Sadarilah bahwa jawaban dari masalah kita adalah selalu di atas, yaitu Tuhan. Menengadahlah. Ucapkanlah doa dan lepas landaslah dalam bertindak mencari solusi. Lakukan lagi dan terus berjuang! Selalu akan ada pengharapan yang baru dalam hidup!
Elang merupakan jenis unggas yang mempunyai umur paling panjang di dunia, dapat mencapai 70 tahun, tetapi untuk mencapai umur itu seekor elang harus membuat keputusan besar pada umurnya yang ke-40.
Saat umur 40 tahun, cakarnya mulai menua, paruh menjadi panjang dan membengkok hingga hampir menyentuh dada. Sayapnya menjadi sangat berat karena bulunya telah tumbuh lebat dan tebal, sehingga menyulitkan saat terbang. Saat itu, ia hanya mempunyai 2 pilihan: menunggu kematian atau menjalani proses transformasi yang menyakitkan selama 150 hari.
Saat melakukan transformasi itu, ia harus berusaha keras terbang ke atas puncak gunung untuk kemudian membuat sarang di tepi jurang, berhenti dan tinggal di sana selama proses berlangsung.
Pertama ia harus mematukkan paruhnya pada batu karang sampai paruh tersebut terlepas dari mulutnya, kemudian menunggu tumbuhnya paruh baru. Dengan paruh yang baru tumbuh itu, ia harus mencabut satu persatu cakar-cakarnya dan ketika cakar yang baru sudah tumbuh, ia akan mencabut bulu badannya satu demi satu. Suatu proses yang panjang dan menyakitkan.
5 bulan kemudian, bulu-bulu yang baru sudah tumbuh. Ia mulai dapat terbang kembali. Dengan paruh dan cakar baru, ia mulai menjalani 30 tahun kehidupan barunya dengan penuh energi!
Dalam kehidupan, kadang kita juga harus melakukan suatu keputusan yang besar untuk memulai sesuatu proses pembaharuan. Berani membuang kebiasaan-kebiasaan lama yang mengikat, meskipun itu adalah sesuatu yang menyenangkan dan melenakan.
Hanya bila kita bersedia melepaskan beban lama, membuka diri untuk belajar hal-hal baru, kita mempunyai kesempatan untuk mengembangkan kemampuan kita yang terpendam, mengasah keahlian kita sepenuhnya dan menatap masa depan dengan penuh keyakinan!

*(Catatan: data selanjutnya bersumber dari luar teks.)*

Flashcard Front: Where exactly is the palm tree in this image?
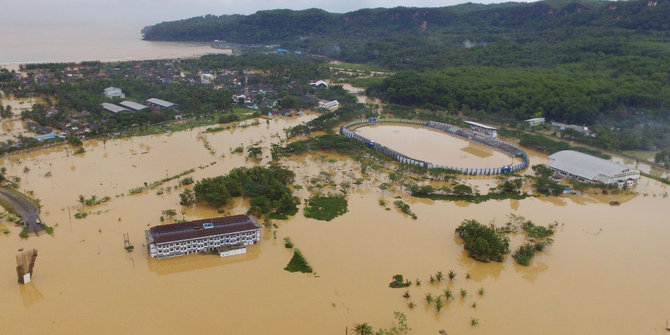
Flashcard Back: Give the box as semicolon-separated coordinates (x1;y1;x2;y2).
353;323;373;335
425;293;434;304
478;287;485;296
435;296;444;312
436;271;444;282
460;289;467;298
444;289;453;301
448;270;456;281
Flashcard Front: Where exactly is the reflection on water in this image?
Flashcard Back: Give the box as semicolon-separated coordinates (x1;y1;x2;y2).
20;283;44;307
147;244;261;275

Tantangan terbesar untuk berubah ada di dalam diri sendiri dan kitalah sang penguasa atas diri kita sendiri.
Orang terkaya No. 2 di dunia, Warren Buffet memberi nasehat:
"Jauhkan dirimu dari pinjaman bank atau kartu kredit dan berinvestasilah dengan apa yang kau miliki, serta ingat:
1.Uang tidak menciptakan manusia, manusialah yang menciptakan uang.
2.Hiduplah sederhana sebagaimana dirimu sendiri.
3.Jangan melakukan apapun yang dikatakan orang, dengarkan mereka, tapi lakukan apa yang baik saja.
4.Jangan memakai merk, pakailah yang benar-benar nyaman untukmu.
5.Jangan habiskan uang untuk hal-hal yang tidak benar-benar penting.
6.Jangan terlena asuransi, karena uangmu mati dan tidak bisa digunakan dalam waktu 10 tahun! Baiknya buka rekening baru dan buat asuransi kreasimu sendiri.
7.With money:
You can buy a house, but not a home.
You can buy a clock, but not time.
You can buy a bed, but not sleep.
You can buy a book, but not knowledge.
You can get a position, but not respect.
You can buy blood, but not life.
So find your happiness inside you.
8.Jika itu telah berhasil dalam hidupmu, berbagilah dan ajarkanlah pada orang lain.
"Orang yang berbahagia bukanlah orang yang hebat dalam segala hal, tapi orang yang bisa menemukan hal sederhana dalam hidupnya dan mengucap syukur."